The first draft of the pigeonpea genome sequence
(2012) Nagendra K. Singh; Deepak K. Gupta; Pawan K. Jayaswal; Ajay K. Mahato; Sutapa Dutta; Sangeeta Singh; Shefali Bhutani; Vivek Dogra; Bikram P. Singh; Giriraj Kumawat; Jitendra K. Pal; Awadhesh Pandit; Archana Singh; Hukum Rawal; Akhilesh Kumar; G. Rama Prashat; Ambika Khare; Rekha Yadav; Ranjit S. Raje; Mahendra N. Singh; Subhojit Datta; Bashasab Fakrudin; Keshav B. Wanjari; Rekha Kansal; Prasanta K. Dash; Pradeep K. Jain; Ramcharan Bhattacharya; Kishor Gaikwad; Trilochan Mohapatra; R. Srinivasan; Tilak R. Sharma
Pigeonpea (Cajanus cajan) is an important grain legume of the Indian subcontinent, South-East Asia and East Africa. More than eighty five percent of the world pigeonpea is produced and consumed in India where it is a key crop for food and nutritional security of the people. Here we present the first draft of the genome sequence of a popular pigeonpea variety 'Asha'. The genome was assembled using long sequence reads of 454 GS-FLX sequencing chemistry with mean read lengths of >550 bp and >10-fold genome coverage, resulting in 510,809,477 bp of high quality sequence. Total 47,004 protein coding genes and 12,511 transposable elements related genes were predicted.

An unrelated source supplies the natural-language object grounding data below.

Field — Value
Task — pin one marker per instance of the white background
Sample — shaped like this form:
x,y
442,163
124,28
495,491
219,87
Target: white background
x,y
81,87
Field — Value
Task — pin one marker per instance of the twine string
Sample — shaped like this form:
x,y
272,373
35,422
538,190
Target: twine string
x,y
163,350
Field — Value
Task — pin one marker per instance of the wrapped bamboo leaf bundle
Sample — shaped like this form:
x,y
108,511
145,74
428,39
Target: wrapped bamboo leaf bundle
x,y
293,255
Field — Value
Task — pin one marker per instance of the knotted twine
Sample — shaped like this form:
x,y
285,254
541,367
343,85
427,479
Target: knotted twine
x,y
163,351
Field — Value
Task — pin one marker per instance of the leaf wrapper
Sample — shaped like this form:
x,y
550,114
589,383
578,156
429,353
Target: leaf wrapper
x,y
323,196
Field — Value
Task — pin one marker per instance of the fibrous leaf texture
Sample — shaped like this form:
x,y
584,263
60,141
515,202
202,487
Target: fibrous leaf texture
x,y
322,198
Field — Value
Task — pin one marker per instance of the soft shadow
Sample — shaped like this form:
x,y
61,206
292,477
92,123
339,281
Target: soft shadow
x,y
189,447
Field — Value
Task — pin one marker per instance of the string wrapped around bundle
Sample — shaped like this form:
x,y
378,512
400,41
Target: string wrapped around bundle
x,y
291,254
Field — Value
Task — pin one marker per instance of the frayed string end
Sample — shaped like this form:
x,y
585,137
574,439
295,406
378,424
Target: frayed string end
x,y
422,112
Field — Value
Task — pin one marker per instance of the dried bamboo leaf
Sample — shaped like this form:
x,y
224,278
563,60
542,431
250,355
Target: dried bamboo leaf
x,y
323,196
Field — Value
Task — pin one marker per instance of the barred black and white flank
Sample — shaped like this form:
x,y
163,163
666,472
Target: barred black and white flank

We identified 1,213 disease resistance/defense response genes and 152 abiotic stress tolerance genes in the pigeonpea genome that make it a hardy crop. In comparison to soybean, pigeonpea has relatively fewer number of genes for lipid biosynthesis and larger number of genes for cellulose synthesis. The sequence contigs were arranged in to 59,681 scaffolds, which were anchored to eleven chromosomes of pigeonpea with 347 genic-SNP markers of an intra-species reference genetic map. Eleven pigeonpea chromosomes showed low but significant synteny with the twenty chromosomes of soybean. The genome sequence was used to identify large number of hypervariable 'Arhar' simple sequence repeat (HASSR) markers, 437 of which were experimentally validated for PCR amplification and high rate of polymorphism among pigeonpea varieties. These markers will be useful for fingerprinting and diversity analysis of pigeonpea germplasm and molecular breeding applications. This is the first plant genome sequence completed entirely through a network of Indian institutions led by the Indian Council of Agricultural Research and provides a valuable resource for the pigeonpea variety improvement. © 2011 Society for Plant Biochemistry and Biotechnology.